It is crucial, however, that dementia is neither reduced to the neurodegenerative basis of the condition nor viewed simply as an economic burden to society. Rather, dementia substantially affects various people involved in different kinds of relationships. Experiences within emerging caring relationships depend on the circumstances and the conditions of the relationship and the persons involved. In that sense, individual experience cannot be entangled from situational and sociocultural influences. This contribution looks at male spousal carers and the conditions that shape their experiences of caring for partners with dementia.
Concepts such as personhood [3] highlight how the effective support of people with dementia must be undergirded by a recognition of the relational and social dimensions of experience. However, this relational and social understanding of the experience of dementia must be attuned to the specific circumstances of those experiencing the condition and its impact. For example, personal characteristics (and the associated sociocultural definitions of these characteristics) will shape the experience of dementia and care. The negative aspects of the experience of being a carer for a person with dementia are often framed as a ‘burden’. However, the experience of this burden is, aside from the particular symptoms of the condition, strongly shaped by social circumstances. An objective burden arising from care needs and challenges linked to the condition is experienced subjectively in different ways [4]. Ku et al. [5], for instance, emphasise the strong impact of socially shaped conditions such as financial strains on the experience of a burden. But carers’ perceptions of the situation, the quality of care and the social impact also contribute to the experience of a burden [6,7]. The concept of ‘social location’ highlights the importance of sensitivity to the complexity of people’s personal (and relational) circumstances [8,9].
A key element of social location is gender: the experience can only be adequately understood if the gendered basis of care relationships is recognised. “Gender, the complex of social relations and practices attached to biological sex, is one of the most important socio-cultural factors influencing health and health-related behaviour” [10]. However, it is an underexplored factor within dementia studies [11,12]. Within academic research, people with dementia are often presented in gender-neutral terms [13]. This limits the scope for the relational and social basis of the experience to be evaluated effectively, hindering the illumination of how gendered norms and cultural expectations affect the basis of caring. McDonnell and Ryan [14], for example, show how gender differences in the caregiver burden can be observed but conclude that there still is a lack of research on the particular needs and experiences of male carers. However, a simplistic and essentialist perspective of social categories should also be avoided [15]: the experience of male carers will be diverse, and it must also be recognised that the coping strategies identified in this paper will not be exclusively associated with masculinity. Nevertheless, while it is a challenge to identify distinctive gender-related elements of an experience, the alternative approach (overlooking the influence of gender) can only offer a distorted perspective.

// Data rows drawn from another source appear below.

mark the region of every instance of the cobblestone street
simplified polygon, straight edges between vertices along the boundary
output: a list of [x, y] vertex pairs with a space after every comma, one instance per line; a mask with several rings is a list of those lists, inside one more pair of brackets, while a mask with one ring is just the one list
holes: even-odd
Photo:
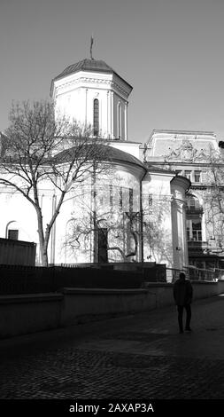
[[0, 398], [223, 399], [224, 297], [0, 342]]

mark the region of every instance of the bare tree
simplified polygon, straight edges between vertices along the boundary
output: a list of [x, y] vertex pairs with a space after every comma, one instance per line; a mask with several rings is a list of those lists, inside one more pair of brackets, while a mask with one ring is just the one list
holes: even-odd
[[[224, 161], [219, 151], [210, 149], [203, 193], [207, 232], [215, 240], [216, 249], [224, 250]], [[215, 250], [215, 247], [213, 249]]]
[[[91, 127], [81, 127], [65, 117], [55, 120], [54, 106], [42, 101], [13, 104], [10, 127], [2, 140], [0, 185], [21, 193], [34, 207], [42, 265], [48, 265], [52, 226], [66, 193], [88, 176], [97, 175], [106, 159], [102, 141]], [[55, 208], [44, 226], [40, 191], [47, 185], [57, 196]]]
[[[113, 179], [113, 187], [116, 180]], [[76, 196], [76, 210], [67, 224], [66, 250], [70, 254], [81, 252], [95, 262], [126, 262], [137, 256], [139, 248], [139, 212], [121, 211], [119, 204], [110, 207], [110, 201], [101, 203], [109, 194], [110, 185], [97, 187], [96, 191], [82, 190]], [[118, 193], [120, 187], [116, 186]], [[127, 189], [127, 191], [129, 189]], [[124, 191], [124, 188], [123, 188]], [[84, 197], [85, 196], [85, 197]], [[108, 195], [107, 195], [108, 197]], [[109, 197], [108, 197], [109, 200]], [[99, 240], [104, 240], [105, 260], [99, 256]], [[92, 242], [92, 244], [91, 244]]]

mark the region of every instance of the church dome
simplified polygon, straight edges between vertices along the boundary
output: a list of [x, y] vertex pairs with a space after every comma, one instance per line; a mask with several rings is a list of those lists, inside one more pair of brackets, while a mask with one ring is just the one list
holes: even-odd
[[109, 67], [109, 65], [107, 65], [104, 61], [103, 61], [102, 59], [94, 59], [88, 58], [81, 59], [76, 64], [72, 64], [66, 67], [64, 71], [62, 71], [62, 73], [53, 78], [51, 82], [51, 89], [53, 82], [59, 80], [60, 78], [64, 78], [67, 75], [71, 75], [72, 74], [78, 73], [80, 71], [92, 71], [96, 73], [115, 74], [119, 78], [123, 80], [126, 84], [127, 84], [132, 90], [132, 86], [128, 83], [127, 83], [127, 81], [125, 81], [120, 75], [119, 75], [119, 74], [114, 71], [112, 67]]
[[[88, 147], [88, 145], [83, 146], [83, 152]], [[117, 162], [117, 163], [127, 163], [131, 165], [136, 165], [143, 169], [146, 169], [146, 167], [143, 163], [135, 158], [135, 156], [127, 153], [127, 152], [117, 149], [113, 146], [109, 146], [108, 145], [96, 145], [96, 148], [98, 150], [98, 154], [101, 155], [102, 161], [108, 162]], [[75, 147], [64, 150], [55, 155], [55, 160], [58, 162], [68, 162], [75, 153]], [[97, 153], [94, 152], [94, 154]]]

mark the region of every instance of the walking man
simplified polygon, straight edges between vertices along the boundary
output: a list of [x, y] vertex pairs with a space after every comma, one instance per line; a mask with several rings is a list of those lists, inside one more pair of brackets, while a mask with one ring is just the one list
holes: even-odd
[[189, 327], [191, 319], [190, 303], [193, 296], [193, 288], [189, 279], [186, 279], [185, 273], [181, 272], [180, 278], [174, 284], [174, 298], [177, 305], [178, 324], [180, 333], [183, 333], [182, 317], [183, 310], [186, 310], [186, 326], [185, 330], [190, 332]]

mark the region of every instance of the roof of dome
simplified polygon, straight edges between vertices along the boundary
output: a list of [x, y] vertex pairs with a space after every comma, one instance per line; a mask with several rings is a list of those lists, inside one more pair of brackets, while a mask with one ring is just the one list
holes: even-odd
[[[88, 146], [88, 145], [86, 146]], [[131, 155], [130, 153], [127, 153], [127, 152], [120, 151], [120, 149], [117, 149], [113, 146], [110, 146], [108, 145], [100, 144], [96, 145], [95, 146], [98, 147], [99, 154], [104, 155], [103, 159], [105, 161], [108, 161], [113, 162], [131, 163], [134, 165], [137, 165], [143, 168], [143, 169], [146, 169], [146, 167], [140, 160]], [[59, 153], [55, 155], [55, 159], [57, 159], [58, 162], [69, 161], [73, 152], [75, 152], [75, 147], [66, 149], [65, 151], [60, 152]], [[85, 152], [84, 149], [83, 152]]]
[[[123, 78], [120, 77], [120, 75], [119, 75], [118, 73], [116, 73], [116, 71], [114, 71], [112, 67], [109, 67], [109, 65], [104, 61], [86, 58], [76, 64], [72, 64], [66, 67], [62, 73], [53, 78], [53, 81], [70, 75], [71, 74], [78, 73], [79, 71], [95, 71], [98, 73], [116, 74], [120, 78], [121, 78], [121, 80], [123, 80]], [[125, 81], [125, 83], [127, 82]], [[128, 84], [128, 83], [127, 83], [127, 84]], [[131, 87], [130, 84], [128, 85]]]

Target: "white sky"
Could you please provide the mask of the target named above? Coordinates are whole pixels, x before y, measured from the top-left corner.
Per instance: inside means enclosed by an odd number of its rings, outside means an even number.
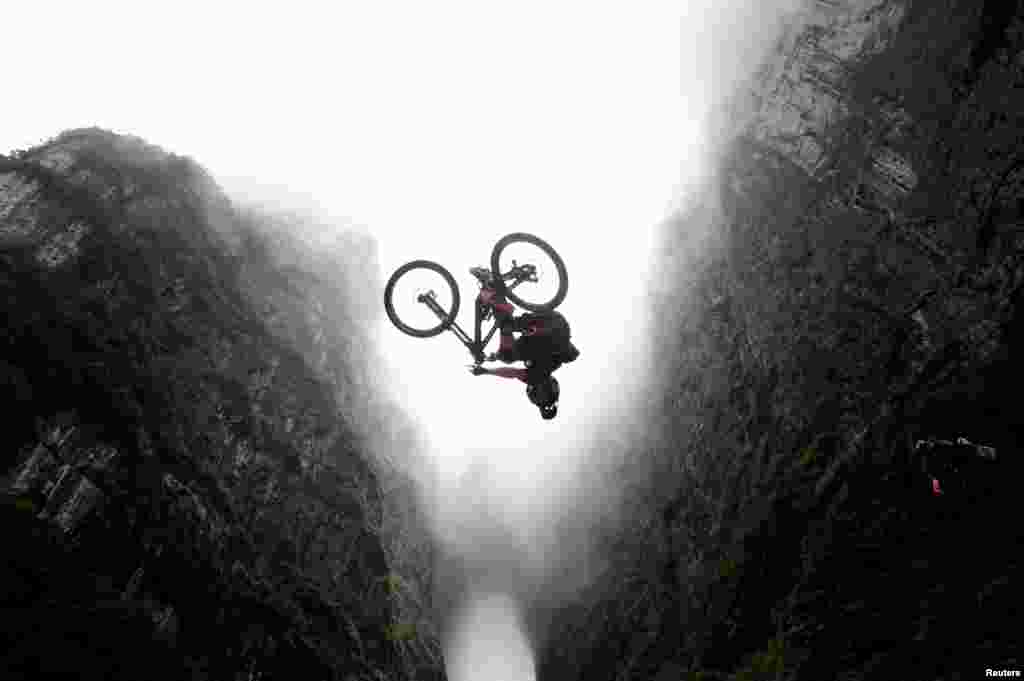
[[[451,335],[378,330],[382,375],[441,470],[486,458],[514,513],[557,494],[551,470],[642,381],[655,227],[703,170],[705,114],[741,69],[756,4],[18,2],[0,152],[96,125],[190,156],[236,197],[300,195],[374,233],[385,279],[414,258],[447,266],[467,329],[467,268],[506,232],[549,240],[582,351],[554,421],[522,384],[470,376]]]

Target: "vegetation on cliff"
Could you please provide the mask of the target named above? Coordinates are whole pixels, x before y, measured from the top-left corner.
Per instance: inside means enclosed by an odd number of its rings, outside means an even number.
[[[396,614],[354,370],[296,341],[308,275],[141,140],[65,133],[0,177],[0,676],[439,676]]]
[[[846,65],[848,115],[814,172],[741,138],[721,212],[678,219],[673,255],[708,219],[722,246],[687,262],[692,297],[663,303],[662,347],[679,363],[659,430],[615,471],[633,484],[605,527],[610,567],[551,615],[543,678],[1020,669],[1024,13],[1012,5],[906,4],[889,47]],[[998,460],[936,497],[913,442],[959,435]]]

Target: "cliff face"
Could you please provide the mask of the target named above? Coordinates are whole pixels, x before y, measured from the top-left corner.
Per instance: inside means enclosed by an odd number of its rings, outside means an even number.
[[[135,138],[0,157],[3,678],[441,675],[354,427],[358,276],[315,271],[372,249],[283,262],[265,222]]]
[[[1022,85],[1019,3],[798,18],[733,101],[715,190],[670,225],[678,363],[543,678],[1020,669]],[[679,260],[709,222],[718,248]],[[913,448],[933,436],[997,461],[936,496]]]

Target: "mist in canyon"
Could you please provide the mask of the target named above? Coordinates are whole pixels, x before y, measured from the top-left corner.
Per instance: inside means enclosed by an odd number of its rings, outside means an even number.
[[[357,275],[339,273],[374,339],[352,358],[378,396],[365,434],[428,510],[449,678],[525,681],[540,635],[531,602],[571,598],[600,569],[588,518],[613,514],[620,491],[581,480],[649,427],[665,361],[650,299],[667,297],[666,314],[685,296],[685,258],[657,255],[664,231],[682,208],[713,204],[724,101],[798,6],[184,3],[143,17],[94,3],[54,23],[23,5],[11,26],[60,44],[87,37],[89,69],[117,76],[56,90],[66,61],[43,54],[15,70],[33,107],[5,113],[0,146],[101,126],[188,155],[239,205],[308,216],[295,236],[315,249],[372,237]],[[693,249],[713,236],[714,210],[697,224]],[[568,266],[559,309],[582,355],[558,372],[554,421],[518,382],[471,376],[447,334],[411,338],[383,315],[386,278],[426,258],[456,275],[468,328],[467,270],[511,231],[545,239]],[[380,418],[394,406],[416,424],[415,451]]]

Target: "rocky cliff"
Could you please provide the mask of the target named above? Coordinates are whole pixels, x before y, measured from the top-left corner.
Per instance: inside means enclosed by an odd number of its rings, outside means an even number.
[[[0,677],[442,676],[364,434],[372,243],[287,221],[101,130],[0,157]]]
[[[669,225],[678,360],[614,471],[607,569],[546,615],[542,678],[1021,669],[1022,112],[1020,3],[796,17]],[[997,461],[938,496],[933,436]]]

Associated with this lack of a gender-specific account of dementia and care, the need to grasp the experience of male carers raises distinctive matters for consideration. Drawing on a constructivist conception of gender [16] and specifically masculinity, we investigate the ways in which gender is articulated in particular relationships and recalled in interview settings. Contemporary societies place a high value upon standards of rationalism and economic productivity [17]. In contrast, different domains, such as unpaid care and dependency upon others, are labelled as inferior [18]. These standards mean that people within care relationships, who are likely to require external support, are at risk of feeling undermined by these cultural standards. While these challenges will affect both men and women, these standards arguably present distinctive challenges to men as masculinity is identified with strength, courage and instrumental competence. This is associated with the patriarchal basis of societies, reinforcing constructions of an idealised, hegemonic masculinity aligned with dominance [19,20]. Alternatively, caring is constructed as a feminine quality, associated with maternal and nurturing qualities [21]. While masculinity is aligned with economic contribution and the ‘breadwinning role’, in terms of the domestic sphere, the prevailing gender ideology requires women to take care of men rather than vice versa [22]. With these societal values as a context, caring is likely to be encountered as a gender-nonconforming phenomenon for men [23]. Debates on caring masculinities [24,25] highlight how traditional conceptions of masculinity need to be challenged to embrace men in caring roles. Through actively ‘performing care’, gender assumptions and roles are inevitably reconfigured and renegotiated.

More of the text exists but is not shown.